As with any large multi-authored volume, there are some inevitable variations in the quality of the many contributions to A Companion to the Ancient Greek Language, but overall the chapters are of a very high standard and arranged according to a logical overarching structure that, along with the lengthy index, will aid any reader in locating the particular discussion for which they might be searching. The ‘further reading’ sections included by each author are also of great value to the curious scholar. The book’s general aim of comprehensiveness (p. 2) could perhaps have been better served if there were more, and more detailed, cross-reference between the individual chapters, and the overall coherence is to some extent impaired by the variation in structure within those chapters, in particular the apparently arbitrary decision made by each author as to whether to end with a concluding section or whether simply to stop mid-flow (especially noticeable when reading the book continuously from beginning to end). As a result of this last phenomenon, the unnecessarily mysterious last sentence of the book is ‘“What impelled you to [make] this choice?”’ (p. 587; a translation included in a linguistic survey of modern Greek usage)!

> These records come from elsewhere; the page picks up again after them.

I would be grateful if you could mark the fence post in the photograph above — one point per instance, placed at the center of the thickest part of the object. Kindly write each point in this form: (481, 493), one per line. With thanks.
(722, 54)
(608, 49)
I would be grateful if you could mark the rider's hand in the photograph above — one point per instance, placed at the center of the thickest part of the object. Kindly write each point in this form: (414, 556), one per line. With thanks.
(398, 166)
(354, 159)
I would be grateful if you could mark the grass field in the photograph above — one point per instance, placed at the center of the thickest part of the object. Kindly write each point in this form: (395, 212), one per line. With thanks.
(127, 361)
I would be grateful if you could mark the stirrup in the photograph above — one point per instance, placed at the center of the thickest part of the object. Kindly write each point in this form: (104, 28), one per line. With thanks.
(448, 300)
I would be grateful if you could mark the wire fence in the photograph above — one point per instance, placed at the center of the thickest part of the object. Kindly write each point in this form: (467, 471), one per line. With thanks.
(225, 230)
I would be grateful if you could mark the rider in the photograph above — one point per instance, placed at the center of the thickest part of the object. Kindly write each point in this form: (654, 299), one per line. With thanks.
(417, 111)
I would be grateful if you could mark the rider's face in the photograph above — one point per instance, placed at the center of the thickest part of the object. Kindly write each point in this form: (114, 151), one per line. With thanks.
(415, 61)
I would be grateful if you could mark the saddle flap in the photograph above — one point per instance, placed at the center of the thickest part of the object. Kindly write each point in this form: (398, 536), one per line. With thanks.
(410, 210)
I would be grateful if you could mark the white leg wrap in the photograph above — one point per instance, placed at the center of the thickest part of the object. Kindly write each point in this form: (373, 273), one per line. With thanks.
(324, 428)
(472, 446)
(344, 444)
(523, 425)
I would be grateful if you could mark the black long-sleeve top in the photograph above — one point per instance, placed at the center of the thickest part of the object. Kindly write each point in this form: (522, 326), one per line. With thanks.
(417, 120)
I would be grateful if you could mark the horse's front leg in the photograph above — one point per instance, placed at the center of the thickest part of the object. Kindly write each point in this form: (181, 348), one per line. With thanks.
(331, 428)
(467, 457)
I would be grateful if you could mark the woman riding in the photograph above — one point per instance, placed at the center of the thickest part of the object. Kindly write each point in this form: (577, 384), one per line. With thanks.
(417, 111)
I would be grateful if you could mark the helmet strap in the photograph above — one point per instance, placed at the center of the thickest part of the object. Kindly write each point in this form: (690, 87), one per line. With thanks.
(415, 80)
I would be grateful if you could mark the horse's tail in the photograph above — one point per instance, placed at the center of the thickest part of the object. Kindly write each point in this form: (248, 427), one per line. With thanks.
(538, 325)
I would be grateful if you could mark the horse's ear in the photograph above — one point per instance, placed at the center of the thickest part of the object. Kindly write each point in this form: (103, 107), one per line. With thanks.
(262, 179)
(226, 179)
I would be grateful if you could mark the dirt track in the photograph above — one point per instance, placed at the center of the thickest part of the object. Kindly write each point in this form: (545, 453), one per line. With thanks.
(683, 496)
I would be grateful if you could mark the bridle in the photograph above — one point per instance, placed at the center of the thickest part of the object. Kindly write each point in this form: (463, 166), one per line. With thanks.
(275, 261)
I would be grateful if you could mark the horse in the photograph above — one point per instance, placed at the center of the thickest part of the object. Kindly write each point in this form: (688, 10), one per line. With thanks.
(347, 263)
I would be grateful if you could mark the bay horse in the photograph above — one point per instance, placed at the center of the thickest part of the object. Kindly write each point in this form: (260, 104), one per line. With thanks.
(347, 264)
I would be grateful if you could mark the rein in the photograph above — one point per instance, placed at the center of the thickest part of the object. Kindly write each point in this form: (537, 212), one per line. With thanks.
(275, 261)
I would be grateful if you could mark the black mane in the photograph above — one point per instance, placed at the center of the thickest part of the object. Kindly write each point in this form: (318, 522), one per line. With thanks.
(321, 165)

A few imperfections aside, however, it must be said that this volume is an excellent resource, in particular for linguists and philologists, but is also accessible to anyone with an interest in the ancient Greek language, whether that interest is historical or literary. As Willi concludes in his chapter on register variation, ‘we can... enjoy a cake without knowing the ingredients that went into it. A true connoisseur, however, will want to know. In other words, we cannot truly understand and appreciate Greek literary culture without understanding how the texts that constitute it work’ (p. 310). This is a book for connoisseurs.

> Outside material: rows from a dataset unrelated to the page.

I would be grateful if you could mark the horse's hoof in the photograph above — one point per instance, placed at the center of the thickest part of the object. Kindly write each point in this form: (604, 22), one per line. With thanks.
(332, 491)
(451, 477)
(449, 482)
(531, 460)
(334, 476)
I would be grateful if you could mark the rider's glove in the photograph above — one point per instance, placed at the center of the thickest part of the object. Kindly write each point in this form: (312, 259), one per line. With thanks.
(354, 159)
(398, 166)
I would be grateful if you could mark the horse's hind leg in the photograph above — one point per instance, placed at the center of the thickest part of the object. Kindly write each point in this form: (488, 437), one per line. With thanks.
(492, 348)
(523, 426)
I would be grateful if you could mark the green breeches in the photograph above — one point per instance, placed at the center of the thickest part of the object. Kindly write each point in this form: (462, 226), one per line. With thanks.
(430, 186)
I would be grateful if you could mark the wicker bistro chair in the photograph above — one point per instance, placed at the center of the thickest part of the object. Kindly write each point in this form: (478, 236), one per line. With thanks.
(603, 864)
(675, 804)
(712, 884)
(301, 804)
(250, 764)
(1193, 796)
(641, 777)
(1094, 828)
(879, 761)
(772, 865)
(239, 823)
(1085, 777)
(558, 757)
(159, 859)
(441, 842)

[[1]] A recent critique appears in P.M. Steele, A Linguistic History of Cyprus: The Non-Greek Languages, and their Relations with Greek, c.1600- 300 BC(Cambridge forthcoming). Woodard’s argument regarding Cyprus is presented in full in R.D. Woodard, Greek Writing from Knossos to Homer: A Linguistic Interpretation of the Origin of the Greek Alphabet and the Continuity of Ancient Greek Literacy (New York and Oxford 1997).

[[2]] For an overview, see J. Driessen, ‘Chronology of the Linear B texts’ in Duhoux, Y. and Morpurgo Davies, A. (edd.), A Companion to Linear B. Mycenaean Greek Texts and their World (Louvain- la-Neuve 2008) 69-79.

[[3]] This view recalls the argument presented in P.G. Van Alfen, ‘The Linear B Inscribed Stirrup Jars as Links in an Administrative Chain’, Minos 31/32 (1996/7) 251-274. For a critique see P.M. Steele, ‘A Comparative Look at Mycenaean and Near Eastern Bureaucracies: ‘Bilateral’ Documentation in the Linear B Archives?’, Kadmos 47 (2008) 41f.

[[4]] The clearest and most concise recent account is to be found in the second edition of G. Horrocks, Greek: A History of the Language and its Speakers (Oxford 2010) 9-41, with bibliography.

[[5]] G. Horrocks, Greek: A History of the Language and its Speakers (Oxford (2010[2]).